Hakodate Park in the Snow
Guideto JapanTravel History
One winter morning about 10 years ago I took a memorable early morning stroll through Hakodate Park. The skies were blue, but it had snowed the night before, hiding the surroundings under a blanket of white. The park has two features that I am particularly fond of, the historic second building of the old Hakodate Museum and a venerable stone lantern, and I reveled the opportunity to see these garbed in a coat of pristine snow.
The Western-style museum, which opened in 1884, is characterized by an entrance featuring pillars, an arch, and a fanlight of Corinthian design. On this snowy morning, the white walls of the wooden structure melted into the surrounding wintery scene. The sun cast shadows across the field of white, adding a contrast that further enhanced the beauty of the moment and the splendor of the 130-year-old building.
A solemn stone lantern that stands under a twisted pine in front of the building added to the charm. Crafted in the yukimi, or “snow-viewing,” style, it lived up to its name, wearing a cap of white.
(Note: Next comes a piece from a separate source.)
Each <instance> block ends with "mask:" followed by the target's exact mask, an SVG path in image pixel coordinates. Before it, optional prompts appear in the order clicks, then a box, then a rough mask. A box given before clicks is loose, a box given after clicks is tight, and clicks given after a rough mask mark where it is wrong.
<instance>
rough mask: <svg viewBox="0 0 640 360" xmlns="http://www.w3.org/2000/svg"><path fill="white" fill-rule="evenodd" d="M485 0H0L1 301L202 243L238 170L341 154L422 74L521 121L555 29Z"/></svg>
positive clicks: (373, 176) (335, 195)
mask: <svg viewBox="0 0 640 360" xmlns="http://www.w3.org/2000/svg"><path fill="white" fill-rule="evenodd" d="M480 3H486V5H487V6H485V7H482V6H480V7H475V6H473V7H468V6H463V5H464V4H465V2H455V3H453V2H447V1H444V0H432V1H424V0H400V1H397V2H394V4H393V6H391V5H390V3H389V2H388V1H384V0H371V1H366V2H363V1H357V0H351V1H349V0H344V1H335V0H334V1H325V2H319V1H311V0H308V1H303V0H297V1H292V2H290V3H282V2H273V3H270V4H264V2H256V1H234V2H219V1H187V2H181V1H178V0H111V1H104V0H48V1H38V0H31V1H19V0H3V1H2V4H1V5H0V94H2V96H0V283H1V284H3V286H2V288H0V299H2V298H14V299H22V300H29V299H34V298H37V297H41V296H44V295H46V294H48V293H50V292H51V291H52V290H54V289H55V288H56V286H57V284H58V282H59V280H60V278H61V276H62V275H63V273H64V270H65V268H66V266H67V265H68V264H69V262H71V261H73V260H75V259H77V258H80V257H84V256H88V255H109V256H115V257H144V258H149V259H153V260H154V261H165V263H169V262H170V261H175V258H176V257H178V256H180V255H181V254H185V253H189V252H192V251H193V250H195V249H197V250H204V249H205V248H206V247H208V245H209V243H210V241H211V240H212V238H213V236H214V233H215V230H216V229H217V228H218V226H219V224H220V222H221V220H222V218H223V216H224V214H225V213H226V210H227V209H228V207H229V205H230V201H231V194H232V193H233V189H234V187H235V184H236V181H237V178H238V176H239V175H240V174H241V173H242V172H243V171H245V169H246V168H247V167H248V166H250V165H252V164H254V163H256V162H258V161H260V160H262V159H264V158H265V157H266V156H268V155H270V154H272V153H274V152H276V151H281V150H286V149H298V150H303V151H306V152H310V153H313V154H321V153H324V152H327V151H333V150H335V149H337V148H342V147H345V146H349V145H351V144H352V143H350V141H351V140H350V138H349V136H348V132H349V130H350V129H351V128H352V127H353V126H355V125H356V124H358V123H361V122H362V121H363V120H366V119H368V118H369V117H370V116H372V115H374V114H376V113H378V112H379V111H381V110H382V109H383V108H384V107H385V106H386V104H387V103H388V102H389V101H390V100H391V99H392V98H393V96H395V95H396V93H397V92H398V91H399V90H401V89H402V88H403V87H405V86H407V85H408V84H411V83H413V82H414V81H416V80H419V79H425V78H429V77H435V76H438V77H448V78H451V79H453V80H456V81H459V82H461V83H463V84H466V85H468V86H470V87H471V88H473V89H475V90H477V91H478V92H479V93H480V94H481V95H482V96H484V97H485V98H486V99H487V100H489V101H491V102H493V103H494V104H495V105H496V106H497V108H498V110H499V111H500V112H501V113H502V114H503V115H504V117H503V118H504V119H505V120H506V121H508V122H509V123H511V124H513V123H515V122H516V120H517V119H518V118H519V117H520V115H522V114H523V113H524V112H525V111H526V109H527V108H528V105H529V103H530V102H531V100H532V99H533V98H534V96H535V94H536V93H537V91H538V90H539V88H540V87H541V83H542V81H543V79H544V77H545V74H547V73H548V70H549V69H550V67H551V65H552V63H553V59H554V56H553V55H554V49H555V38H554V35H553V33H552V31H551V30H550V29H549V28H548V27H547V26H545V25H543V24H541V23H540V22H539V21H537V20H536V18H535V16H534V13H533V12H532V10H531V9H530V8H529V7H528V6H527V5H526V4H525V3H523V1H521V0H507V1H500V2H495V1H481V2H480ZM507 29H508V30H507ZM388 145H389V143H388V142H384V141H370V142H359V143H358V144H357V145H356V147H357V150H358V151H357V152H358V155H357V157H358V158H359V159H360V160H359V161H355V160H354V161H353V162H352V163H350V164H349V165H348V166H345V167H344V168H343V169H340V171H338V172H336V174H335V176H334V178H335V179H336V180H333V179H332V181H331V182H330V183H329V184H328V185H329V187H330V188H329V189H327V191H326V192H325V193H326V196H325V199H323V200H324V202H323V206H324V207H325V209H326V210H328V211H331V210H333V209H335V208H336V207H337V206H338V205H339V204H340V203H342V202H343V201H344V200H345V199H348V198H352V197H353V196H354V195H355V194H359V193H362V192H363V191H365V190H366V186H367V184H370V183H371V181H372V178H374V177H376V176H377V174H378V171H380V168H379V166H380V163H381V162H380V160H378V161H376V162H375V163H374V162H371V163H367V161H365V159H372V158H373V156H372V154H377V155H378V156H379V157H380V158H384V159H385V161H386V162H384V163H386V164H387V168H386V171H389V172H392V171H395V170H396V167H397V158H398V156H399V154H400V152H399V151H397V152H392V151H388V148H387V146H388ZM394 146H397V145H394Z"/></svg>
I once had the opportunity to admire the famed misaki-style lantern in the garden of Kyoto’s Katsura Imperial Villa, and gazing at the exquisite mixture of Japanese and Western aesthetic on this snowy morning in Hakodate Park inspired a similar sense of admiration.
Hakodate Park took its current form in 1879 following a proposal by Richard Eusden of the British Consulate in Hakodate. The park was opened with the help of businessman Watanabe Kumashirō and other leading Hakodate figures, who donated money and items like the stone lantern, along with financial support from local citizens.
It is one of the first Western-style parks built in Japan. Established at the foot of Mount Hakodate, its varied terrain offers secluded scenes alongside sweeping views of the nearby Tsugaru Strait. Hakodate Park joins Hakodate’s other valuable cultural properties like museums and libraries established by the early settlers to the area.
The early hour meant I had the park to myself. As I strolled through the confines, I passed by the Karakusakan, a French restaurant inside the park. It had been a while since I enjoyed the shop’s delights, and I made a note to myself to stop by for lunch, after working up an appetite on my walk, of course.
Getting there: Three-minute walk from the Aoyagi-chō stop on the Hakodate City Tram.